Euthanasia judgment: With verdict, SC focuses on ‘dignity’, rights

The Bill defines advance directive as a directive given by a person that s/he shall/not be given medical treatment when s/he becomes terminally ill. Any person above 16 years who is capable of taking an informed decision (has no impairment of speech, brain) can make an advance directive.

Written by Abantika Ghosh | New Delhi | Updated: March 10, 2018 9:15 am
The verdict quoted at length the Law Commission report. Another report — number 241 — of the Commission recommended legislation on passive euthanasia and drew up the draft Bill. (Representational Image)

In 2006, the Law Commission, in its 196th report, had for the first time explored the legal position on euthanasia in India and the world over. The result — The Medical Treatment of Terminally Ill Patients (Protection of Patients and Medical Practitioners) Bill — is still a work in progress.

That’s why on Friday, when the Supreme Court allowed advance directives (“living will”) in healthcare, it was with the proviso that the “directives have been issued in exercise of the power conferred by Article 142 of the Constitution and shall continue to hold the field until a suitable legislation is enacted by Parliament to govern the area”.

The verdict quoted at length the Law Commission report. Another report — number 241 — of the Commission recommended legislation on passive euthanasia and drew up the draft Bill.

Also read | Passive euthanasia now legal: There are safeguards, lest it be misused

The Bill defines advance directive as a directive given by a person that s/he shall/not be given medical treatment when s/he becomes terminally ill. Any person above 16 years who is capable of taking an informed decision (has no impairment of speech, brain) can make an advance directive.

Like Friday’s judgment, the Bill requires the Medical Council of India to formulate guidelines for medical practitioners on withdrawal/withholding of support to terminally ill patients. The government also told the Supreme Court that an expert committee had recommended legislation on passive euthanasia and several meetings were held on the matter.

Read | ‘We want to go while our organs are still working’, says Mumbai couple

The distinction between active and passive euthanasia was made by Supreme Court in the Aruna Ramchandra Shanbaug vs Union Of India & Ors (March 7, 2011) judgment where it said: “Active euthanasia entails the use of lethal substances or forces to kill a person, e.g. a lethal injection… Passive euthanasia entails withholding of medical treatment for continuance of life, e.g. withholding of antibiotics where without giving it, a patient is likely to die…”

Shanbaug, a nurse at the King Edward Memorial Hospital in Mumbai, spent 42 years in a vegetative state before she died of natural causes in 2015. In 2011, a petition to stop nutrition to Aruna was dismissed by Supreme Court but in effect laid the foundation for Friday’s verdict.

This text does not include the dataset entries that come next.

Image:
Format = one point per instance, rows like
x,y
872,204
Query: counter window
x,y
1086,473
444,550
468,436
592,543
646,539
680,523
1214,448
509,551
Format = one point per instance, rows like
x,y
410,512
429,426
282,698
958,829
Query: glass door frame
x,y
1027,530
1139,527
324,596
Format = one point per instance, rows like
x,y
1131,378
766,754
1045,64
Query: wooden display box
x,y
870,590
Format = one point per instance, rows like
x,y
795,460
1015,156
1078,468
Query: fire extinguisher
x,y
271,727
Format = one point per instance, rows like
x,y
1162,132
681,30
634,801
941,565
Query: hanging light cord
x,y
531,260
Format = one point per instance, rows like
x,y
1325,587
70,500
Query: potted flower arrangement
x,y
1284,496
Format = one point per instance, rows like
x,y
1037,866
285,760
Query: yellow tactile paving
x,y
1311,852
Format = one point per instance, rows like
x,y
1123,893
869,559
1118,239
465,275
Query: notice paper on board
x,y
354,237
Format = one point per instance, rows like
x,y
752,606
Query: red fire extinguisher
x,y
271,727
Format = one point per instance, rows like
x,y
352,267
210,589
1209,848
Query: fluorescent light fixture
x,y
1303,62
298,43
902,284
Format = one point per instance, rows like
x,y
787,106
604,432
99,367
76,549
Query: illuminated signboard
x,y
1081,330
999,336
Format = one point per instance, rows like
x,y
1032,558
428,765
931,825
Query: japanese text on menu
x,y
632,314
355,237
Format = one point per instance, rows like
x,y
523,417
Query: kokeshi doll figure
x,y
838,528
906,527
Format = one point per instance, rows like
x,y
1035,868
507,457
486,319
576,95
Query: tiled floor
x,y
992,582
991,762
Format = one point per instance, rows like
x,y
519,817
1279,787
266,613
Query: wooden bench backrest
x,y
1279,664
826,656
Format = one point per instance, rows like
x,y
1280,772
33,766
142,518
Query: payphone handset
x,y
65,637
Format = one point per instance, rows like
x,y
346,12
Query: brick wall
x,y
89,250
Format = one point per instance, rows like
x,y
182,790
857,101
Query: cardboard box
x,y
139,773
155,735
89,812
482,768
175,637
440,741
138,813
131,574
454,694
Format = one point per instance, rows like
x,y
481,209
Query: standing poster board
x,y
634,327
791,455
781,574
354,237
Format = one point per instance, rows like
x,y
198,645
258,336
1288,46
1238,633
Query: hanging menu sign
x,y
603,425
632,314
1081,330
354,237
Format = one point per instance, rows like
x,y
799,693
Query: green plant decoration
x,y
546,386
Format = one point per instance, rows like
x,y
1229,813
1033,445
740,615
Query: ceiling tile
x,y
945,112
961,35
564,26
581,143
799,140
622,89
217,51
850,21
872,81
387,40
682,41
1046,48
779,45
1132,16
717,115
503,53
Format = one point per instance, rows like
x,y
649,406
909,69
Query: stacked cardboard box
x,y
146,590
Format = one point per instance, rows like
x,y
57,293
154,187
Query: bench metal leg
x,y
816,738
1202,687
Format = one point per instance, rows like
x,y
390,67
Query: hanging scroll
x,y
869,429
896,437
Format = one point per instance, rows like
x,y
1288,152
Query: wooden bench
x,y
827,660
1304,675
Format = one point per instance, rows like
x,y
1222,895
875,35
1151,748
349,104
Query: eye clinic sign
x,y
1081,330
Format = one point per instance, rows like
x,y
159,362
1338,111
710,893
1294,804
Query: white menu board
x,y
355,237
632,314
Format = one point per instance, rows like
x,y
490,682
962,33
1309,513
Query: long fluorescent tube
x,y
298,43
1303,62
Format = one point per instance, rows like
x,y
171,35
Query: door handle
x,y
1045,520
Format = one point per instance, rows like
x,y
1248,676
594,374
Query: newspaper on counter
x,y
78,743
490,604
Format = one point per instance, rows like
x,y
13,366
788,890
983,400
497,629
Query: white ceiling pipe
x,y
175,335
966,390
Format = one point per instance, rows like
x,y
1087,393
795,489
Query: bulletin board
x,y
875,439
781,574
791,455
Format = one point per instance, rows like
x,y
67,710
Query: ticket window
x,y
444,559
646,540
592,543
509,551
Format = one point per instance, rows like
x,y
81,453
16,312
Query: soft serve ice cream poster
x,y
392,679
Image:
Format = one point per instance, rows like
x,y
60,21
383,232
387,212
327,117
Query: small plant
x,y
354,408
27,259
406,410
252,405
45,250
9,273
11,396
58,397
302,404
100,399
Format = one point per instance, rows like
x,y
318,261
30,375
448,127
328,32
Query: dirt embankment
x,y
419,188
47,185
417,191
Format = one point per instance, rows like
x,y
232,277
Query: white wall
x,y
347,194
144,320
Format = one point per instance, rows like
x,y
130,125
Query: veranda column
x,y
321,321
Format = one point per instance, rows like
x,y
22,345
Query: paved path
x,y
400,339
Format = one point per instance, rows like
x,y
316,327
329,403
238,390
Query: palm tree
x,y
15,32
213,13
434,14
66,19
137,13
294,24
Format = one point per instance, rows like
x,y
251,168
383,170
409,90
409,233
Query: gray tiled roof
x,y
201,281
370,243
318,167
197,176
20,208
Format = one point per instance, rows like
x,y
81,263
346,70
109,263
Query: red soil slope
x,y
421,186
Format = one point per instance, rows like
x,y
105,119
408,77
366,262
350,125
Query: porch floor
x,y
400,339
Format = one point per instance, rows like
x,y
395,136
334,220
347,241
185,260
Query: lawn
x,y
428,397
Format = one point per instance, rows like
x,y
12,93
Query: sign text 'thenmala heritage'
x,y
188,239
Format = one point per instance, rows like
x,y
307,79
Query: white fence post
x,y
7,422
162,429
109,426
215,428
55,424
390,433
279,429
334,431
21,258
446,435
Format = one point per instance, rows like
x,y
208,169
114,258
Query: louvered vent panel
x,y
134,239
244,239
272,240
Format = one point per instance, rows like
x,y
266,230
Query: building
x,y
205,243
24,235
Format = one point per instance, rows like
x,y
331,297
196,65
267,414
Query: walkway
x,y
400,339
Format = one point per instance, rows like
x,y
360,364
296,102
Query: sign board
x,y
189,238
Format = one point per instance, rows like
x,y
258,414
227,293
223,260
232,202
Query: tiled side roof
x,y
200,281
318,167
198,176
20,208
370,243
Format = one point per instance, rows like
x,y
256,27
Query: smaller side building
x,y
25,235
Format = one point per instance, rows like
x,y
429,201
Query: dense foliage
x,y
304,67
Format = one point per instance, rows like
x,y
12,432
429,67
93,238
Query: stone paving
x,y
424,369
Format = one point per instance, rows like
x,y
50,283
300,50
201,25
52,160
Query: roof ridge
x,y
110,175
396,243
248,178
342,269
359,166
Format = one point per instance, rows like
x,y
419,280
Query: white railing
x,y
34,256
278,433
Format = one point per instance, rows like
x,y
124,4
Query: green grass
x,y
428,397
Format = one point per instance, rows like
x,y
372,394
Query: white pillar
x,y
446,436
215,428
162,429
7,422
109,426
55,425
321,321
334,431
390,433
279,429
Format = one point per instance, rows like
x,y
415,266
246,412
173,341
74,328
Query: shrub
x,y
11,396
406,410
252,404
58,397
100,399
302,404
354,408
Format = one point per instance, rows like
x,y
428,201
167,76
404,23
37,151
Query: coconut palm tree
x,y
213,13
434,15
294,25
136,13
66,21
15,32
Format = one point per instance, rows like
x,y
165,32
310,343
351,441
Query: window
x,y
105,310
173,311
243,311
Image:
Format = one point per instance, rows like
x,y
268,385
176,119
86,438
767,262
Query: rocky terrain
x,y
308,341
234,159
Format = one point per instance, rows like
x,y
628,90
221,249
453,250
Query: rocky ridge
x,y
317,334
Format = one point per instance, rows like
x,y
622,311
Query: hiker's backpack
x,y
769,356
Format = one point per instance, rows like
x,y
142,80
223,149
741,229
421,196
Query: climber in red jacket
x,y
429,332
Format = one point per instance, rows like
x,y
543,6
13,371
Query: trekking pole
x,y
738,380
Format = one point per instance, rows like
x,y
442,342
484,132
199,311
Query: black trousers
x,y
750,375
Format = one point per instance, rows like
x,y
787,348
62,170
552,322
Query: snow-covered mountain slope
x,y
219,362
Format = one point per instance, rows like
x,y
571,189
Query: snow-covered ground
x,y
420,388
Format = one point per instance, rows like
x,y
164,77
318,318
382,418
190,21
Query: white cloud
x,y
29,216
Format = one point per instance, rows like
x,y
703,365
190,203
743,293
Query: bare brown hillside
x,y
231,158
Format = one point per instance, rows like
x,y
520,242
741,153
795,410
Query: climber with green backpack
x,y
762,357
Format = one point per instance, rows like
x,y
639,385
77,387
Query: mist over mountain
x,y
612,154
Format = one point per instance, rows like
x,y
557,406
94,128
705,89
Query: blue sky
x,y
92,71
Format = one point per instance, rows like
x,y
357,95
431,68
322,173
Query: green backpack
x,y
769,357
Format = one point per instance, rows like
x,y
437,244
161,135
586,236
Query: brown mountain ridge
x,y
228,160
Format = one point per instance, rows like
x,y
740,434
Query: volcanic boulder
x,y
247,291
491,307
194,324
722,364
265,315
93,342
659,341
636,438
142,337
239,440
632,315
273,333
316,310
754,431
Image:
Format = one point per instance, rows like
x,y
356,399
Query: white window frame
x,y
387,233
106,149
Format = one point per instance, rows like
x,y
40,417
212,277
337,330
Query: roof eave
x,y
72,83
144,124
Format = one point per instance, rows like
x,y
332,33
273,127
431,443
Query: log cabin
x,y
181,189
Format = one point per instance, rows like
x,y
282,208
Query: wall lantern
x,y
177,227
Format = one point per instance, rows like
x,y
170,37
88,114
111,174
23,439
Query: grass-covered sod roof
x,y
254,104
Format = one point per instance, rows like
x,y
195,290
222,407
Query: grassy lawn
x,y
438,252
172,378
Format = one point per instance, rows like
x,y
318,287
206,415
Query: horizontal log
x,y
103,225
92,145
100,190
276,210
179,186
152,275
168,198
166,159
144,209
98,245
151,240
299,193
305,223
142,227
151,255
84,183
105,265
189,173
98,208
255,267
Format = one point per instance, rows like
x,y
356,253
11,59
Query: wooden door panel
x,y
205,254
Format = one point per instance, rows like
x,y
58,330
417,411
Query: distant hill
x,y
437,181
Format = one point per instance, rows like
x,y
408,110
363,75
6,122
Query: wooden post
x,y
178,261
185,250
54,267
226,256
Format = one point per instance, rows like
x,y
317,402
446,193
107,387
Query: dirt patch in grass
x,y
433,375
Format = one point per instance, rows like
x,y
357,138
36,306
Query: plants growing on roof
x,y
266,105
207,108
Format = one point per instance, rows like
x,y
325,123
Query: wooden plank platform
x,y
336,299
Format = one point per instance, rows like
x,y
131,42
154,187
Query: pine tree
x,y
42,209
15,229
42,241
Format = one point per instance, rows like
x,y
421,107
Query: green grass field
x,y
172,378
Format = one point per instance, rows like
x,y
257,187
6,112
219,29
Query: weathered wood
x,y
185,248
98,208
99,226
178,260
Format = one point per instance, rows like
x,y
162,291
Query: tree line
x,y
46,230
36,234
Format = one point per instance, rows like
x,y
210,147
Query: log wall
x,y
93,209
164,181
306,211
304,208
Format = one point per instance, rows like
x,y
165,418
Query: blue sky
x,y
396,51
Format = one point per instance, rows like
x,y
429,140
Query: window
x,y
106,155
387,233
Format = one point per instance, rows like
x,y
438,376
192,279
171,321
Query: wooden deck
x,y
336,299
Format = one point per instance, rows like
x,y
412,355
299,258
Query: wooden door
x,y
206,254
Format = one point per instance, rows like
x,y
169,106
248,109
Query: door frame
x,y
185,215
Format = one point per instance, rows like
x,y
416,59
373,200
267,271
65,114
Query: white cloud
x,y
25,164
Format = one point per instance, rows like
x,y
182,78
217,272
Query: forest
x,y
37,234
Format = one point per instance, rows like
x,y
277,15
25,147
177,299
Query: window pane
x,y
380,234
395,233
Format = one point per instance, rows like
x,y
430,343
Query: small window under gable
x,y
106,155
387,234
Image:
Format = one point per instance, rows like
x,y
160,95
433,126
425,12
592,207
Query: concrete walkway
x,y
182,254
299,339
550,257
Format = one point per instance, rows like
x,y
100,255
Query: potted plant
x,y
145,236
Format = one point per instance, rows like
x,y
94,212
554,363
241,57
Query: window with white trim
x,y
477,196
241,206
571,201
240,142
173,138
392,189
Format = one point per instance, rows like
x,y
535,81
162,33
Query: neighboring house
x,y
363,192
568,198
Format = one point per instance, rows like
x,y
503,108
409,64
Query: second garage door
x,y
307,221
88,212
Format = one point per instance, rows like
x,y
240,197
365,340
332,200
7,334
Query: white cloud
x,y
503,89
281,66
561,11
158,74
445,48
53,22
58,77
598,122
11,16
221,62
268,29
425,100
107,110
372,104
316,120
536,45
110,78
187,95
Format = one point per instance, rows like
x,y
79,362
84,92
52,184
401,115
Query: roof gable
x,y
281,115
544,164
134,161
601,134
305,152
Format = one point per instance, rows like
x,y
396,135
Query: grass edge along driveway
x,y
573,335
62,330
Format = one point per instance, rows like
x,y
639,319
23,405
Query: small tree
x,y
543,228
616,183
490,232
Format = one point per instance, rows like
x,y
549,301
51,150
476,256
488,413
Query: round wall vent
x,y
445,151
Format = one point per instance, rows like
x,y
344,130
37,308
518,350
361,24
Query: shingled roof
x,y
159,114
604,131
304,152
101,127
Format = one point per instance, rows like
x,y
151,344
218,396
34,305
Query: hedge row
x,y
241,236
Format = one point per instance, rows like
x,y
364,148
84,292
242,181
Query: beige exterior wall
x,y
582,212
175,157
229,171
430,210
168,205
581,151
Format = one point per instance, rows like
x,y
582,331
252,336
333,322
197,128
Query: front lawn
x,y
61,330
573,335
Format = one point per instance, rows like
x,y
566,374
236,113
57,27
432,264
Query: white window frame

In its 2011 verdict on the petition to allow euthanasia for Aruna, the Supreme Court had said: “If the doctor acts on such consent (expressed at an earlier date before he/she became unconscious or otherwise incapable of communicating it, as by a living will or by giving written authority to doctors in anticipation of his/her incompetent situation) there is no question of the patient committing suicide… “It is simply that the patient, as he is entitled to do, declines to consent to treatment which might or would have the effect of prolonging his life and the doctor has in accordance with his duties complied with the patient’s wishes,” stated the order.

Since then, another judgment has bolstered the concept of right to life with dignity. Last year, on August 24, when the SC delivered the Right to Privacy judgment, it said: “To live is to live with dignity.” The word “dignity” appears in the latest verdict 473 times.

“The draftsmen of the Constitution defined their vision of the society in which constitutional values would be attained by emphasising, among others, freedoms, liberty and dignity. Dignity is the core which unites fundamental rights because fundamental rights seek to achieve for each individual the dignity of existence,” the order stated.  India has already incorporated the concept of  advance directive in the Mental Health Act.